The caste is really not the backbone now as the basis of caste may be required to win elections but surely not be enough.
According to the 1931 census, the largest single caste — Jatavs or SC —represents 13% of the population. The two other large groups — Brahmins and Yadavs — represent respectively 9.2 and 8.9℅ of the population in the state. Factor in the fact that not all of them vote and that not all of them vote for the same party, and it becomes clear that campaigning by wooing specific castes to the exclusion of others does not help in winning elections. In fact, in recent times, majorities have been built by the other factors and capabilities than just caste.
the four main broad social groups — upper castes, OBCs, SCs and Muslims — represent each nearly one-fourth of the SP’s MLAs. The Bahujan Samaj Party wins majority of votes by its ability to consolidate the Jatav vote and induct other castes within its ranks, including the OBCs, who have always had the largest share of representation within the party.
Will BJP able to make dent in other parties vote bank this time?

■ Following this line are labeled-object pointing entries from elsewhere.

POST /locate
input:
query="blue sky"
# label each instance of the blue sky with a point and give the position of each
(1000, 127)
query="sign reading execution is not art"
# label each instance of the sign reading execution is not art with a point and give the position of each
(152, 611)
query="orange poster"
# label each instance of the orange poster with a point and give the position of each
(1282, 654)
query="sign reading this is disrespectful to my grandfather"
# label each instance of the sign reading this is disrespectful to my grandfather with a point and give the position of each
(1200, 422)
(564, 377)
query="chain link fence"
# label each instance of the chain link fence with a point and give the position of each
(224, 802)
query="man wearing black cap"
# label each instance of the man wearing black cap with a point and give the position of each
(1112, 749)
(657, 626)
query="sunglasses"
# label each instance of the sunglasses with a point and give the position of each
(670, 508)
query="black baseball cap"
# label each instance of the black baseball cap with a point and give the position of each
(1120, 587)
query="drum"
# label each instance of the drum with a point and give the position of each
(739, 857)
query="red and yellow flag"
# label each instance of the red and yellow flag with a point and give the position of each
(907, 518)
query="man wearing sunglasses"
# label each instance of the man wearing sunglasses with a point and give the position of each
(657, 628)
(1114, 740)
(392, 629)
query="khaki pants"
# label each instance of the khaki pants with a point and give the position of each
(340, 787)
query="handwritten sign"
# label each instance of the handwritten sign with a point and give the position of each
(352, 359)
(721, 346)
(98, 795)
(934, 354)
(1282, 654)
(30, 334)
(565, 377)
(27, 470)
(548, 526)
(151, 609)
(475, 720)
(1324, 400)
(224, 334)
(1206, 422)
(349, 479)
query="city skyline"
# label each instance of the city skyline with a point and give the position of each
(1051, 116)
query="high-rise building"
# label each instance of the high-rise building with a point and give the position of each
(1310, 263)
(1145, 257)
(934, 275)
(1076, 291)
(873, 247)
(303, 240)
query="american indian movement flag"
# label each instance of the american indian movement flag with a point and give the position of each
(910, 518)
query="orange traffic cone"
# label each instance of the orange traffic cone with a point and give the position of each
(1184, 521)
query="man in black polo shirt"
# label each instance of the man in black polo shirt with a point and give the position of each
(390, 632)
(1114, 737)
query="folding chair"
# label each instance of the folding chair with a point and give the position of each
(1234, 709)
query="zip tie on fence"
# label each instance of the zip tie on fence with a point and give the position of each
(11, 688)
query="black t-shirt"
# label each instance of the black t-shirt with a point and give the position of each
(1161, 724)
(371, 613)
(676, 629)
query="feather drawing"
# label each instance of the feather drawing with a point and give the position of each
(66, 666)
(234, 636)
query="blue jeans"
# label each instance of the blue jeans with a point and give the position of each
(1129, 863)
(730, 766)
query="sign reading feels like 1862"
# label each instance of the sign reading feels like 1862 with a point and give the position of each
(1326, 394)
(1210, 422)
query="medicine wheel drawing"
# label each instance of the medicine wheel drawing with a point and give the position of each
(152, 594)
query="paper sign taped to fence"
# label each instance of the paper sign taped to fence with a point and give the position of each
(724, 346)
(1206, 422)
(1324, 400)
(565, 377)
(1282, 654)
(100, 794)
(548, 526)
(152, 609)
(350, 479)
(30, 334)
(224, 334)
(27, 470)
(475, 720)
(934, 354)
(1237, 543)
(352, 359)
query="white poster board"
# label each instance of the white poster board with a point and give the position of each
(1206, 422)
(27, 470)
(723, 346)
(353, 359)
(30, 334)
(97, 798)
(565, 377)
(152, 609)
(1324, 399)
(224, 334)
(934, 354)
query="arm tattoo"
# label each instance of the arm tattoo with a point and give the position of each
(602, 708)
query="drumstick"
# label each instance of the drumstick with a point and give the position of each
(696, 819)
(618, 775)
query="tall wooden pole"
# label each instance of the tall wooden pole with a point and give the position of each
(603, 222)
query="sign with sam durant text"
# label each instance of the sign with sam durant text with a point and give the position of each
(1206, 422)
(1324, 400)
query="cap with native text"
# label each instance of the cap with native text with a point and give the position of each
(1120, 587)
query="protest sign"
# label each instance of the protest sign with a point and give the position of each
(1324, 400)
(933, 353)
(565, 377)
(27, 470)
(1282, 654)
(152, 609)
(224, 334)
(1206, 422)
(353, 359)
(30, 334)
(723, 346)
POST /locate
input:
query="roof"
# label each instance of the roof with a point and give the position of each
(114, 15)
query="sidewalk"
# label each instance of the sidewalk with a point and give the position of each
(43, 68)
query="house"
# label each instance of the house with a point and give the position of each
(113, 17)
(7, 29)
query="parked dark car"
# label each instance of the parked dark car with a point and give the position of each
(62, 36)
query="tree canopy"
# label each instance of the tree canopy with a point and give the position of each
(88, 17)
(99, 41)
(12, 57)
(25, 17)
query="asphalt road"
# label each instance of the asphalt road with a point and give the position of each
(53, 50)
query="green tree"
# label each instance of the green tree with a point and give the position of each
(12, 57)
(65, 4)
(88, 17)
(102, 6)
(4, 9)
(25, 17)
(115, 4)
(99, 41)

Recently a growing differentiation of caste voting along class lines, the richer segments of most castes, barring the Dalits, voting more for the BJP. CSDS survey data again reveals, for example, that among the Yadavs — who remain a core support base for the SP — the richer segments tend to vote more for the BJP.

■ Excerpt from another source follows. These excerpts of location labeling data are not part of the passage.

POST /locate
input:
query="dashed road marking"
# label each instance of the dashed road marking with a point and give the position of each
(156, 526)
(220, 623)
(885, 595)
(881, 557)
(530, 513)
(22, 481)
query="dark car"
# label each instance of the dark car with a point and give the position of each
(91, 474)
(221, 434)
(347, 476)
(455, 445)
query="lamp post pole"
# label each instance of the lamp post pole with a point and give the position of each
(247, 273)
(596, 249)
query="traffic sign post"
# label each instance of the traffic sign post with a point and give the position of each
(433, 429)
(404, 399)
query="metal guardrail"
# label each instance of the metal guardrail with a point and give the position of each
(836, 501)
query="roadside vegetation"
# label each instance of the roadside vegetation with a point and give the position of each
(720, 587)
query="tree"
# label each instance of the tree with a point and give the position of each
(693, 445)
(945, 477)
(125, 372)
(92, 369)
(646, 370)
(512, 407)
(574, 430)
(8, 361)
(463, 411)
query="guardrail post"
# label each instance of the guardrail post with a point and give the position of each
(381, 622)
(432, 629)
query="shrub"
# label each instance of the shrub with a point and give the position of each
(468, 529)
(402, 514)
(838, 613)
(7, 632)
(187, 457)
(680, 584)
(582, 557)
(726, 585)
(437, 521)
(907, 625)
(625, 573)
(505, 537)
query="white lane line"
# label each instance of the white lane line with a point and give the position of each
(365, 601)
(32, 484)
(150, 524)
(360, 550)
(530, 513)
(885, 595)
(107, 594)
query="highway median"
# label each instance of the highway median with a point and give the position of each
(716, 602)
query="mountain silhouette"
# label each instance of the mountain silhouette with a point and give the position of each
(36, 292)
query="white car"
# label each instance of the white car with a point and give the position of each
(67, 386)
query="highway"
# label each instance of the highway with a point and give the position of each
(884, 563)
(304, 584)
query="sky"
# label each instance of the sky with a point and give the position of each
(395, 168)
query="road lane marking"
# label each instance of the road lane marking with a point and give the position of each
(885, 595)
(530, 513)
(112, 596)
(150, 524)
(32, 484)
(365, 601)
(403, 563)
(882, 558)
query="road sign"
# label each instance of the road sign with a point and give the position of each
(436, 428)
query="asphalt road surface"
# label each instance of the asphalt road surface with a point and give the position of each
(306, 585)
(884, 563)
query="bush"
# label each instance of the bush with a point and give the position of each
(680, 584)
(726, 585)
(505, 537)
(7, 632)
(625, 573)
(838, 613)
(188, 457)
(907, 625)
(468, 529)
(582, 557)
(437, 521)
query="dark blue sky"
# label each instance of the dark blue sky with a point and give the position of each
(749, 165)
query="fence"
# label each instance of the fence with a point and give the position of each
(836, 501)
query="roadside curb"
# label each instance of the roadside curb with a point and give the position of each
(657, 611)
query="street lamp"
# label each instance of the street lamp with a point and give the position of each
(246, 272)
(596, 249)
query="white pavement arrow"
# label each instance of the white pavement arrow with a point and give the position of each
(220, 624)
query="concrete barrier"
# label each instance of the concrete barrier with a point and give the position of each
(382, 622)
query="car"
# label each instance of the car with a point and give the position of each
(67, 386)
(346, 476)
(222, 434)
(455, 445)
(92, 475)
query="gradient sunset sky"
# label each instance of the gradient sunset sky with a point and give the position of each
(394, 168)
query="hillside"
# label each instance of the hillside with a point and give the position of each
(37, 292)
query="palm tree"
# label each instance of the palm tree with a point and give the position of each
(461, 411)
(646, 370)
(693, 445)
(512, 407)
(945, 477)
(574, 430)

General election indicates in more recent times that social and religious polarisation can still be used to fragment the political space, to help build majorities of seats out of minorities of votes.

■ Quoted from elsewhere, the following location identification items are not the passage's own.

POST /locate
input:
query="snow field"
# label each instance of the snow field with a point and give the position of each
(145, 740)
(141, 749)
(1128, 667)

This is not to say that caste arithmetic no longer matters or operates but that it is insufficient to win an election. Caste still determines the distribution of tickets, which in turn shapes the representation caste groups have in the assembly. Ticket distribution can not done following pan-state caste combinations strategies but according to local, constituency-level, circumstances.
The inclusive character that the main parties have acquired in UP derives largely from the localisation of caste politics, which leads them to distribute tickets across the caste spectrum and therefore offer representation to nearly all. The successful parties are those who can, in addition, attract floating voters, by other means than identity politics.
We have seen in recent elections, in Bihar, West Bengal or Tamil Nadu, that the parties in power who offer tangible benefits to voters across caste divisions — to women in particular — get rewarded. This trend supersedes an older trend of incumbency disadvantage. More and more state governments are returned to power precisely because of their ability to effectively distribute public goods while transcending caste divisions. So the question that will animate most voters in the next assembly elections in UP is likely to be: Which party is in a better position to do so?.
Upper caste, Congress votes key to Amit Shah’s UP poll math. Apponting Sheila Dikshit as CM candidate congress is eying upper cast Brahmin vote, but Sheila Dikshit is not that big name who can fully achieve this goal
The BJP party president Amit Shah is of the view that Muslims, roughly 18% of voters, are solidly with SP, the ruling party now. He also feels the main fight is between SP and BJP, with Mawayati-led BSP “weakened” by “exits of several leaders.” But Congress can play a spoiler role for BJP. “If Congress revives a bit and gets some extra votes…it will divide the secular vote more and help for BJP.